The Real Story

By

I see now that I never told you the real story about me. …Instead I told you a fake story about me. There was a reason for this. The real story was unflattering and, therefore, embarrassing. So therefore, I slightly altered the real story.

I meant only for these alterations to be minor. I made some alterations in chronology, heightened some lines of dialogue, omitted certain things that you didn’t really need to know. As I said, these adjustments were meant to be minor. However, these adjustments had a cumulative, even exponential effect. So, thus, in the story that I told you, I made a funny speech to a crowd of people at a party, who then praised me for my funniness. However, what actually happened was that I hid in a bathroom at a party and started crying.

I am sorry for not telling you the real story, but I had good intentions. The real story was depressing, for instance, and I didn’t want to bum you out. Also, I wanted you to like me, and also, I wanted you to have sex with me. Thus, in the fake story, I made myself seem funnier, wiser, more noble. Again; these are natural things to do.

That was a funny story!” you said when I told you the fake story.

I know; right?” I said. Then we had sex.

However, I see now that it was a mistake to not tell you the real story. But now, even if I try to tell you the real story — well, that won’t really work. Telling you the “real” story will involve admitting that I lied in the first place.

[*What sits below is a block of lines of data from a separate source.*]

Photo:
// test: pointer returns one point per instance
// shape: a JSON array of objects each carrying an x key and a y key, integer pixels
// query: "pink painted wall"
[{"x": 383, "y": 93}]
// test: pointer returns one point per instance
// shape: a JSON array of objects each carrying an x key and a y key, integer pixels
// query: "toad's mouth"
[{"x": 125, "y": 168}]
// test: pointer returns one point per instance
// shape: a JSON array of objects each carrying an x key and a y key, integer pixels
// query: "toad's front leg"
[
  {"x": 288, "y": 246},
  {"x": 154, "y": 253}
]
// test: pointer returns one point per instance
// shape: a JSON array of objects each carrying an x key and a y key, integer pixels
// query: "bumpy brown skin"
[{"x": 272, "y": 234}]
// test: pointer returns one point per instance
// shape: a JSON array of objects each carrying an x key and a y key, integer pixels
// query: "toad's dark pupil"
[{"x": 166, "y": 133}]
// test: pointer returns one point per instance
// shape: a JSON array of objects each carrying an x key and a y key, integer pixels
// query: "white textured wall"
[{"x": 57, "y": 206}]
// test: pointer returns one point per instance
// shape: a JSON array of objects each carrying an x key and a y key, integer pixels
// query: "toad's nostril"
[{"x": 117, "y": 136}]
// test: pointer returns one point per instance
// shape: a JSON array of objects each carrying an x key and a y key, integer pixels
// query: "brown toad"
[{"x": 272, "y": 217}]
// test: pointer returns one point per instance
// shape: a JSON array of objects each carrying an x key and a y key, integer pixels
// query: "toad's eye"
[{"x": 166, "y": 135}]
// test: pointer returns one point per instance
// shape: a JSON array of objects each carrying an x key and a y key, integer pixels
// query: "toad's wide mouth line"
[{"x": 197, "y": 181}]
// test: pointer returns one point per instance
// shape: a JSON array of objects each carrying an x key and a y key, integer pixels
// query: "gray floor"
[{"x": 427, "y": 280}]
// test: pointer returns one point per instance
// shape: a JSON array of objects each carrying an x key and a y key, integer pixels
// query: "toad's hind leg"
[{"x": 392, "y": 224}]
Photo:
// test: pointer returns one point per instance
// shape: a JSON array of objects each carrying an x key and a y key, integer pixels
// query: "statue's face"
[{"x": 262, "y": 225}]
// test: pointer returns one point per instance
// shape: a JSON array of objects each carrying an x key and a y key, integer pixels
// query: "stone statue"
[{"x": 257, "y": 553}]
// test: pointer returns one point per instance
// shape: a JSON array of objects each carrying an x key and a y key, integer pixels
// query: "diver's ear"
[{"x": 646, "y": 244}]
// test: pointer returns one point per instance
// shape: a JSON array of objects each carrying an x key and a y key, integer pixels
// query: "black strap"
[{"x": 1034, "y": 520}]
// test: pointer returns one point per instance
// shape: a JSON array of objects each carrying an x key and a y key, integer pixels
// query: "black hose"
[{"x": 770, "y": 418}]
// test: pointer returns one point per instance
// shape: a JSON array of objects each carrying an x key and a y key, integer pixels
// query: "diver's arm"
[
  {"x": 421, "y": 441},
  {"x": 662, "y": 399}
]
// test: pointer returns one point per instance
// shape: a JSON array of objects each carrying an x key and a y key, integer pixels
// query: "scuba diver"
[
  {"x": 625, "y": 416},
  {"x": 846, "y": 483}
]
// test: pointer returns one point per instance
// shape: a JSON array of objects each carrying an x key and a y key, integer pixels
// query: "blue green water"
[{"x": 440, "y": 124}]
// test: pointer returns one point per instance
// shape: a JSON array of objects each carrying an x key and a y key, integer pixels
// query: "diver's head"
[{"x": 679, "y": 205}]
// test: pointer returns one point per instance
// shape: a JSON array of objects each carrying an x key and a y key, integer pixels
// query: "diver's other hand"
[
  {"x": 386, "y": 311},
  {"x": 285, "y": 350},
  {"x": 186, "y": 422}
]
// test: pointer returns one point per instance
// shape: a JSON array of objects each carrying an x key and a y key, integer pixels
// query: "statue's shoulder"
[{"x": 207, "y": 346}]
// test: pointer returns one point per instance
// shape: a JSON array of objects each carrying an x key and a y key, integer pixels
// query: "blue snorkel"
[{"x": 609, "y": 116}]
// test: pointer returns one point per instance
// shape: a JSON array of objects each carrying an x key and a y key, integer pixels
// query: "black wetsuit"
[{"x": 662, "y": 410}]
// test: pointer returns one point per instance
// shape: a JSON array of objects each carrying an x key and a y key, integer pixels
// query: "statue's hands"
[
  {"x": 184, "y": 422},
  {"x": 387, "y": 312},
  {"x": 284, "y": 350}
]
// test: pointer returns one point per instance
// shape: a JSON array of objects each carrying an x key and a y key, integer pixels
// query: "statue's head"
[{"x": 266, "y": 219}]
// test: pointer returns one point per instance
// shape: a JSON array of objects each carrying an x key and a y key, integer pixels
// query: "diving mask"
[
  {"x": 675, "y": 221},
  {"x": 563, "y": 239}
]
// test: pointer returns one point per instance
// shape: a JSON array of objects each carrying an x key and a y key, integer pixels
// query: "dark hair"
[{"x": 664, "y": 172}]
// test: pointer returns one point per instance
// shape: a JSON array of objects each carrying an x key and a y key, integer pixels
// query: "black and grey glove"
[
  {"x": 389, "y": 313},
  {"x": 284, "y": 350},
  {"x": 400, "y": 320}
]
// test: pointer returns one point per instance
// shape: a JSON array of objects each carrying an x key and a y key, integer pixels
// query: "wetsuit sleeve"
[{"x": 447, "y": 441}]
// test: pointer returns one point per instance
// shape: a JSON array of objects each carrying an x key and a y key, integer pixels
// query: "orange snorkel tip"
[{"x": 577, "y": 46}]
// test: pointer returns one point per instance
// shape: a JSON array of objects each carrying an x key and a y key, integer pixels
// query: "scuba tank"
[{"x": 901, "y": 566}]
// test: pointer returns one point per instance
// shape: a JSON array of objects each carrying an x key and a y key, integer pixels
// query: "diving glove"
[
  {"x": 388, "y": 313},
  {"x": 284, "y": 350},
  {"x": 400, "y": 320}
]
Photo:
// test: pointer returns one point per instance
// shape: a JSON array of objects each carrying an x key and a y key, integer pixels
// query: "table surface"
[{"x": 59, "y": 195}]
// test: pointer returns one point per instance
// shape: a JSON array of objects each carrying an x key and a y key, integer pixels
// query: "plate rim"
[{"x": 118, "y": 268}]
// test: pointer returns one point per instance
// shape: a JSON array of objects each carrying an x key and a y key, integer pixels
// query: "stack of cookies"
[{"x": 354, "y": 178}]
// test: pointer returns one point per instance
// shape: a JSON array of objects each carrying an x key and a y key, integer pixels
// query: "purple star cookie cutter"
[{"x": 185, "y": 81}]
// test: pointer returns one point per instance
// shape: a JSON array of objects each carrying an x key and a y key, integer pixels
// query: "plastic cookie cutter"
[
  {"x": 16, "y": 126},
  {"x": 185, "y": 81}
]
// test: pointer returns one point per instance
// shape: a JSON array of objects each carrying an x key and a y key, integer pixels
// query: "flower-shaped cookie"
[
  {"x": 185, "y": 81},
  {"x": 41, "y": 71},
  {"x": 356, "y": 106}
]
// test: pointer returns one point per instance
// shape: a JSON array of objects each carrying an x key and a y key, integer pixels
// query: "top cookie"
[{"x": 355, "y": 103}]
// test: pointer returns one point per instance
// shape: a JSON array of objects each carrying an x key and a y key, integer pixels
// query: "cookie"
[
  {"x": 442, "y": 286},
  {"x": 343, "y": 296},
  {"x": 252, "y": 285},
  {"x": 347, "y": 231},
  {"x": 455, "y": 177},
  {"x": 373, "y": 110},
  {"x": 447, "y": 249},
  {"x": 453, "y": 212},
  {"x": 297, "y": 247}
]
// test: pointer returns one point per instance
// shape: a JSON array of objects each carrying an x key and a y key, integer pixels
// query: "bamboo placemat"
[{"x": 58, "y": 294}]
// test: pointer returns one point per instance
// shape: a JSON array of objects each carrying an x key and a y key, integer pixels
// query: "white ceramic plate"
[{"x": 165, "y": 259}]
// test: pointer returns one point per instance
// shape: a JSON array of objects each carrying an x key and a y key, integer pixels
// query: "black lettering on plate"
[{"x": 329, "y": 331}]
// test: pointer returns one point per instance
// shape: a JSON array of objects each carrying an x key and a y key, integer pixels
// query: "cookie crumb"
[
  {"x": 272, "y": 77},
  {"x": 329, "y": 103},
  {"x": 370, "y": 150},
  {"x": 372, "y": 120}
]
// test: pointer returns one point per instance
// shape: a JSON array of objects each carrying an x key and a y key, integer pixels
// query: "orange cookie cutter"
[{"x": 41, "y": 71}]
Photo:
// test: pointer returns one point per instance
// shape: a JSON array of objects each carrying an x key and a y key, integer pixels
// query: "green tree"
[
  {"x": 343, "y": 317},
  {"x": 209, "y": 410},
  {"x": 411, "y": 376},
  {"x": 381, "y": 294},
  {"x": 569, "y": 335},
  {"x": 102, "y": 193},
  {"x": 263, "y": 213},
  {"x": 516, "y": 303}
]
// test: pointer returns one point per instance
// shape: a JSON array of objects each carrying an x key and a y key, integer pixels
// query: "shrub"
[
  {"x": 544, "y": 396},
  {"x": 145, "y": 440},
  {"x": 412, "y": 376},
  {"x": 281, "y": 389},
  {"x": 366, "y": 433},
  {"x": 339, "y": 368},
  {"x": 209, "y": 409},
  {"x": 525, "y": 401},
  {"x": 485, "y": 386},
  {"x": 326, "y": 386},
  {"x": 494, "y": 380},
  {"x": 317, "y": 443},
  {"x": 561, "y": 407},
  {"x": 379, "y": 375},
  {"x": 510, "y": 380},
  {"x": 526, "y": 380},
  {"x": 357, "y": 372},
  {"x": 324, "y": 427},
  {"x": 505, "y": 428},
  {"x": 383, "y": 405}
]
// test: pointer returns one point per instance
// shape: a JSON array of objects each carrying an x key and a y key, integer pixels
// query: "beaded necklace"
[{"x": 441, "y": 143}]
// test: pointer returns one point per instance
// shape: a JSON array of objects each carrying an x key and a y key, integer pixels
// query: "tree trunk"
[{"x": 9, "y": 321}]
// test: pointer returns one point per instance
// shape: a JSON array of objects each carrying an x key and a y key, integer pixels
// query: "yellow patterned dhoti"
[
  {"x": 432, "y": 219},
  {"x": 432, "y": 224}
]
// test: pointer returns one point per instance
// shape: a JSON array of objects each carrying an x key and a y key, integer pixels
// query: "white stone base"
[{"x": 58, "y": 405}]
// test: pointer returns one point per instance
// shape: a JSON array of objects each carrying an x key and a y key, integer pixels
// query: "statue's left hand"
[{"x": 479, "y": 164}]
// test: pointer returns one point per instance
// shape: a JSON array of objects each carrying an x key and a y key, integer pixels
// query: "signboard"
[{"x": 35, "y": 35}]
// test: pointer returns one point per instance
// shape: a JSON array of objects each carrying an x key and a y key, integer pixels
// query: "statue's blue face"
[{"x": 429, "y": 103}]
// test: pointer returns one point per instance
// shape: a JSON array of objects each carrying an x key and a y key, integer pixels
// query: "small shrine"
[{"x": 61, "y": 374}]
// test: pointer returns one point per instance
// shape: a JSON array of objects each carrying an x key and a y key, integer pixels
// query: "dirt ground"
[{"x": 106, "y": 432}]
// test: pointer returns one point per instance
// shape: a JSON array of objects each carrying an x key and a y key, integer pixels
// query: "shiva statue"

And so, then, you won’t believe any other stories that I tell you, because I’ll be a liar, so there’s no point, really, in even bothering to attempt the truth, since you wouldn’t believe it anyway.

But I am sorry about all of this. Believe me that I am sorry. I had good intentions? But I see now that the fake story is like a closed door, blocking you from the truth about me. The real story is like an open door that would give you access to the truth. But I can’t show you that door now. The open door still exists; it’s just that you don’t know about the open door. It’s a door, in a house, in the middle of the wilderness somewhere; a house that you won’t visit. …It’s a door. The open door is an open door in the middle of the wilderness. And when the wind blows through it, it doesn’t make a sound.